The following is a list of several trends that EMI Strategic Marketing identified in leading credit card issuers’ 3Q15 financials:
- Regional bank card issuers continue to lead in receivables growth. A key factor: regional banks, such as SunTrust and Wells Fargo, are focused on cross-selling credit cards to their bank customers.
- Many national issuers not (yet) growing loans, but are ramping up new account generation. National credit card issuers like Citi and Bank of America reported y/y loan declines in 3Q15, due to continued run-off of legacy portfolios. However, both of these issuers are confident that their portfolios will grow in the near future. Citi reported that it is ramping up card acquisition for its core products, and this is starting to pay off with 6% y/y rise in active accounts. Credit card “monolines” are also investing in new account generation. Discover new account generation in 3Q15 was at its highest level since 3Q07. And American Express reported an 8% y/y rise in marketing and promotion spending, with a focus on attracting new card members. As a result of this investment, American Express generated 2.3 million new accounts in 3Q15, compared to a quarterly average of 1.6 million in 2014.
- Card volume grew…but was impacted by low fuel prices. Leading issuers continued to report growth in purchase volume, but the y/y rate of growth was lower than in recent quarters, in large part due to low fuel prices. Discover reported y/y sales volume growth of 2.6%. However, excluding gas, the growth rate was 7%. Issuers reporting very strong volume growth included Capital One (+19% y/y), which is benefitting from its focus on transactors, and Wells Fargo (+15%).
- Issuers are growing revenues…and expenses. Six of the largest U.S. credit card issuers have dedicated payment units, which publish quarterly revenue and expense data. Since the financial crisis, revenue growth has been elusive for issuers, but in 3Q15 four of the six issuers reported y/y growth in revenue. Benefitting from loan growth, five of the six issuers reported growth in net interest income. And three of the six reported noninterest income growth. However, as issuers are looking to generate new accounts as well as loan and volume growth, they are increasing their noninterest expenses. Banks with the largest y/y increases in noninterest expense in 3Q15 included American Express (+11%), U.S. Bank (+9%) and Discover (+8%).
- Credit card yield shows signs of growth. Of the seven leading issuers who reported yield data in their quarterly financials, four reported y/y growth. In addition, six of the seven reported q/q rises in yield. This indicates that in the post-CARD Act environment, issuers are not competing aggressively on price, but are instead concentrating on enhancing rewards, providing additional value-added features, and making large acquisition-and-activation bonus offers.
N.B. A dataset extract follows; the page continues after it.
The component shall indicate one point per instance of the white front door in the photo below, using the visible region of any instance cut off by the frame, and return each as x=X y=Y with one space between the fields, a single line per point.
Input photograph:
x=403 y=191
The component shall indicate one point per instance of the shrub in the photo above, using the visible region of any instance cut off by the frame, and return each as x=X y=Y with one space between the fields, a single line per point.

- Charge-off rates continue to decline…and may fall even further. As we have mentioned in previous blogs, credit card net charge-off rates are well below historical averages. Reasons for this extended decline include tight underwriting on the part of issuers and an aversion to building up large credit card debt on the part of cardholders. In its earnings conference call, Discover characterized the credit loss environment as “remarkably benign.” With continued y/y declines in 30+ day delinquency rates (which have historically been a predictor of charge-off rates), issuers are not expecting the charge-off rate to spike in the near term, and in fact rates may continue to decline further.